Correct Answer & Explanation
. Autosomal recessive; defect in DNA interstrand cross-link repair
Explanation
The patient has Fanconi anemia, which typically presents with radial longitudinal deficiency (absent thumb/radius) and aplastic anemia (pancytopenia). It is inherited in an autosomal recessive pattern and is characterized by a failure in DNA interstrand cross-link repair. Diagnosis is confirmed by increased chromosomal breakage after exposure to clastogenic agents like DEB.
Question 1739
Topic: 4. Pediatrics
A 4-month-old infant is noted to have a hairy patch and a sacral dimple above the gluteal crease. MRI confirms a thickened filum terminale and a conus medullaris terminating at the L4 level. What is the specific embryological defect primarily responsible for this tethered cord syndrome?
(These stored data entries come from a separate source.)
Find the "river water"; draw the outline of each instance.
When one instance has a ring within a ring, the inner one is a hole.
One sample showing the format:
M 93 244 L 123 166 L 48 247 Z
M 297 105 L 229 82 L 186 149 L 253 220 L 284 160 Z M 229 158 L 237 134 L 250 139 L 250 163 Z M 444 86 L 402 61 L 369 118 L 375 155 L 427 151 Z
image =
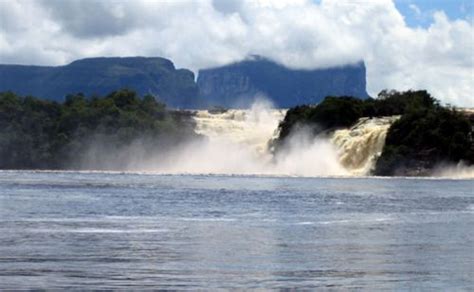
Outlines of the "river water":
M 473 189 L 3 171 L 0 288 L 470 290 Z

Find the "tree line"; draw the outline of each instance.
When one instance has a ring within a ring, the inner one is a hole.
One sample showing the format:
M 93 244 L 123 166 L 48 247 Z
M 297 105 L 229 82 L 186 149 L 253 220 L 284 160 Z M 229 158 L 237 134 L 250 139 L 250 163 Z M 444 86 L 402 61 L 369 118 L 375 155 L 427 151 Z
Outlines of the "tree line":
M 137 141 L 156 150 L 195 135 L 184 113 L 127 89 L 68 95 L 63 103 L 3 92 L 0 127 L 1 169 L 76 169 L 92 146 L 114 159 L 116 150 Z
M 440 102 L 425 90 L 387 91 L 365 100 L 350 96 L 328 96 L 318 105 L 288 110 L 272 142 L 278 151 L 292 131 L 305 126 L 314 136 L 329 135 L 354 125 L 361 117 L 400 115 L 387 133 L 374 174 L 426 174 L 440 163 L 474 164 L 471 119 Z

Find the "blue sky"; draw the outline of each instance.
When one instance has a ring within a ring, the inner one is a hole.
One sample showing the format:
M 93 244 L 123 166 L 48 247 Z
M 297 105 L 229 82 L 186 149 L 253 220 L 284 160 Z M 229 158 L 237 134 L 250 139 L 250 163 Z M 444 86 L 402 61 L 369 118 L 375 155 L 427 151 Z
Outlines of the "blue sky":
M 377 0 L 367 0 L 371 1 Z M 314 2 L 319 4 L 321 0 Z M 429 27 L 436 11 L 443 11 L 450 20 L 462 19 L 472 23 L 474 19 L 474 0 L 394 0 L 394 3 L 410 27 Z
M 472 22 L 472 0 L 395 0 L 395 5 L 411 27 L 428 27 L 435 11 L 444 11 L 451 20 L 464 19 Z

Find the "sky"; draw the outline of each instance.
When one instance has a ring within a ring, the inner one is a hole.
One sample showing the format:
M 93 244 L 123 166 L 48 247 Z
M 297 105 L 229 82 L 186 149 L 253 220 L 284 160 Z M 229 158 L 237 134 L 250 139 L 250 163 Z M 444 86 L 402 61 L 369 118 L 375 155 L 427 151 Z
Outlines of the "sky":
M 411 27 L 427 28 L 433 23 L 433 14 L 443 11 L 450 19 L 472 21 L 472 0 L 396 0 L 395 6 Z
M 363 60 L 367 89 L 474 107 L 466 0 L 0 0 L 0 63 L 161 56 L 201 68 L 262 55 L 292 68 Z

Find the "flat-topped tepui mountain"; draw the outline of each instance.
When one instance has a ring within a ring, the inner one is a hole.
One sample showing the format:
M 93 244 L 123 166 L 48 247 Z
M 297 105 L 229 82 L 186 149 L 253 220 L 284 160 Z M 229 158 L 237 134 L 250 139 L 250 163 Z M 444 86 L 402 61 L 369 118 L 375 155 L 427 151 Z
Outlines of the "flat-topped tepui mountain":
M 0 91 L 62 101 L 67 94 L 105 95 L 129 88 L 171 107 L 195 103 L 194 73 L 164 58 L 90 58 L 65 66 L 0 65 Z
M 263 95 L 279 108 L 319 103 L 324 97 L 365 98 L 365 65 L 327 69 L 290 69 L 269 59 L 251 59 L 200 70 L 197 80 L 201 99 L 208 106 L 248 107 Z
M 276 107 L 320 102 L 328 95 L 367 97 L 365 66 L 358 63 L 296 70 L 262 57 L 199 71 L 176 69 L 153 57 L 89 58 L 65 66 L 0 65 L 0 92 L 62 101 L 68 94 L 105 95 L 128 88 L 173 108 L 249 107 L 264 95 Z

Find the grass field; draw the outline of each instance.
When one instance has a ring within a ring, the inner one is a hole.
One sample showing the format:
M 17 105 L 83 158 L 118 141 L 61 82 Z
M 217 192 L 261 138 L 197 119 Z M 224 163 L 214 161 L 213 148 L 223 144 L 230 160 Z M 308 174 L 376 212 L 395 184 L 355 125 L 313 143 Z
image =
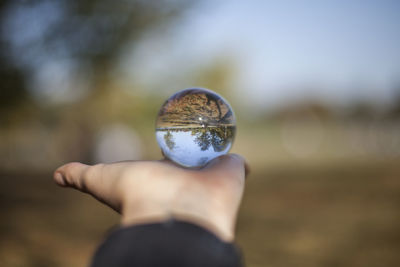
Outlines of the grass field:
M 400 164 L 255 167 L 239 214 L 246 265 L 400 266 Z M 1 173 L 0 266 L 86 266 L 118 216 L 51 173 Z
Correct Answer & Explanation
. Failure of secondary neurulation and retrogressive differentiation
Explanation
The development of the lower sacral and coccygeal segments of the spinal cord occurs via secondary neurulation. During the subsequent phase of retrogressive differentiation, the terminal portion of the neural tube undergoes atrophy to form the filum terminale, allowing the conus medullaris to ascend. Failure of this process leads to a thickened filum terminale and a low-lying, tethered conus medullaris. Primary neurulation defects result in open defects like myelomeningocele.
Question 1740
Topic: Pediatric Upper Extremity & Spine
According to the Lenke classification for adolescent idiopathic scoliosis, a curve is considered structurally significant and should be included in the fusion construct if the Cobb angle fails to reduce below what threshold on side-bending radiographs?
Correct Answer & Explanation
. 25 degrees
Explanation
In the Lenke classification system, a minor curve is considered structural if it does not bend down to less than 25 degrees on lateral side-bending radiographs. Structural curves must be included in the final fusion construct to maintain overall coronal balance.